Rather than pay to visit an amusement park and absorb its sanitized experiences, many hackers prefer the excitement and unpredictability of exploring the buildings around them for free. Urban explorers often tour abandoned buildings for their historical value (shut-down subway tunnels, empty factories, boarded-up hotels, or abandoned missile silos). They also enjoy prowling around buildings currently in use, such as utility tunnels beneath a convention center, the roofs of warehouses, or construction sites. If the general public would normally never see it, the urban explorer wants to be there.
Although the idea of crawling through an old sewage pipe or wading through stagnant water in the bottom of an abandoned mine shaft might not sound appealing, it's no more uncomfortable than camping in a forest and enduring mosquito bites, bird droppings, and primitive toilet facilities (or spending five days a week in a sterile office cubicle, locked in a business suit, with eye-irritating fluorescent lighting, while counting the hours until your escape).
The urban explorer's goal is to wander and explore as a modern-day archaeologist, admiring the wonders around us. To learn more about the fine art of urban exploring, visit Infiltration Magazine (www.infiltration.org), as shown in Figure 3-4. This magazine provides urban exploring tips that range from the plainly practical (wear comfortable clothes and thick-soled shoes, and bring a flashlight) to the more obscure (grappling hooks can be handy for scaling buildings but impractical to hide if confronted by a security guard).
Figure 3-4. Infiltration Magazine offers plenty of stories and pictures to encourage you on the proper techniques for infiltrating urban areas.

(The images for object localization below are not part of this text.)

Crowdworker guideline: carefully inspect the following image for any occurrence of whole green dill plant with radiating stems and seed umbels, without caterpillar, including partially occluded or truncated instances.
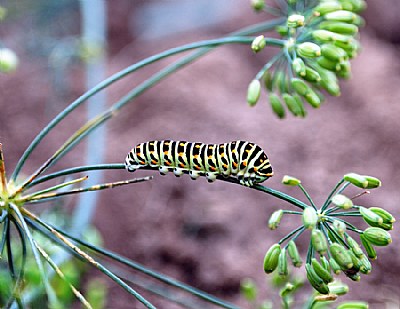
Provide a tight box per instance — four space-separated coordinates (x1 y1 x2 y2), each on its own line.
0 0 395 308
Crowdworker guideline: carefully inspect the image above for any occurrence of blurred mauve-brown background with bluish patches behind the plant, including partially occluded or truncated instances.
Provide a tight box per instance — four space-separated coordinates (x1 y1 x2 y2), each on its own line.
0 0 400 308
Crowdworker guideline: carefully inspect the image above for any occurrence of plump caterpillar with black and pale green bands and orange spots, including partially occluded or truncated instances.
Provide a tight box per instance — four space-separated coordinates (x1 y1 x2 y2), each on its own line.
125 140 274 186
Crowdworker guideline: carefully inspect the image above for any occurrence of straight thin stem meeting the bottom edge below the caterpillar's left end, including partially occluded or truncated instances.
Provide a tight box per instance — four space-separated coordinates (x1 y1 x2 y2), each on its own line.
21 208 155 309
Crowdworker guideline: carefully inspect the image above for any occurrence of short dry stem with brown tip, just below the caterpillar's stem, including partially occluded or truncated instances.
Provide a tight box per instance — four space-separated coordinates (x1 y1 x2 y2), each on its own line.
16 176 153 203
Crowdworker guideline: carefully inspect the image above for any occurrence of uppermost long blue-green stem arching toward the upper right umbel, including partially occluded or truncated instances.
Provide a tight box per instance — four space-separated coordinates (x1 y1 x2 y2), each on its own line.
11 19 284 182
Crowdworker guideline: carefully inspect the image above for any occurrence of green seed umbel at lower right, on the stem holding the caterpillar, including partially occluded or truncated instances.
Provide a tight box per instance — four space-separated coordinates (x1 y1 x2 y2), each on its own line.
264 173 396 294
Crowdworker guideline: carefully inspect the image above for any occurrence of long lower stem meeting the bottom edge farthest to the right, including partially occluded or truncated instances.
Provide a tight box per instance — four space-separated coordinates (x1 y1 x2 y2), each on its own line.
26 216 237 309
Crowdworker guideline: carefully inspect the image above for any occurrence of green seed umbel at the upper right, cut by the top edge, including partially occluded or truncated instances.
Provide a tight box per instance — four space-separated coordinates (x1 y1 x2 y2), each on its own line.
247 0 366 118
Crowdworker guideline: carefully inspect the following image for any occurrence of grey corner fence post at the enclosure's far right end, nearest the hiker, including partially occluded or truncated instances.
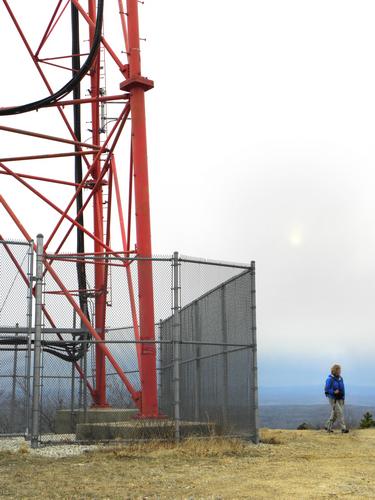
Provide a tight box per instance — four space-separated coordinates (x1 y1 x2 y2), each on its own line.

The goal of urban exploration isn't to steal or deface anything, but simply to look around, even if that involves a little bit of trespassing. Sometimes this might require social engineering (to get past a security guard or to avoid arrest when confronted by one), a little bit of stamina (to climb stairs or crawl through holes in walls), and a lot of problem solving (to figure out how to cross an I-beam three stories up without falling so that you can escape from aggressive guard dogs).
Urban exploring can prove embarrassing (and useful) to governments. For example, the Russian urban exploring group Diggers of the Underground Planet once found a secret subway system under Moscow that Stalin reportedly had built to allow government authorities a quick escape from the city in an emergency. The acquired knowledge of these same urban explorers came in handy in October 2002, when Chechen rebels took over a Moscow theater and held more than 900 people hostage. Vadim Mikhailov of the Diggers of the Underground Planet led Russian authorities to the theater through a little-known underground route, of which neither the rebels nor the authorities were even aware.
Whether urban explorers want to see the employee lounge in the basement of a five-star hotel or map out the steam tunnels beneath a college campus, the goal is to have fun, see something cool that can be talked about later, and get back in one piece to do it again.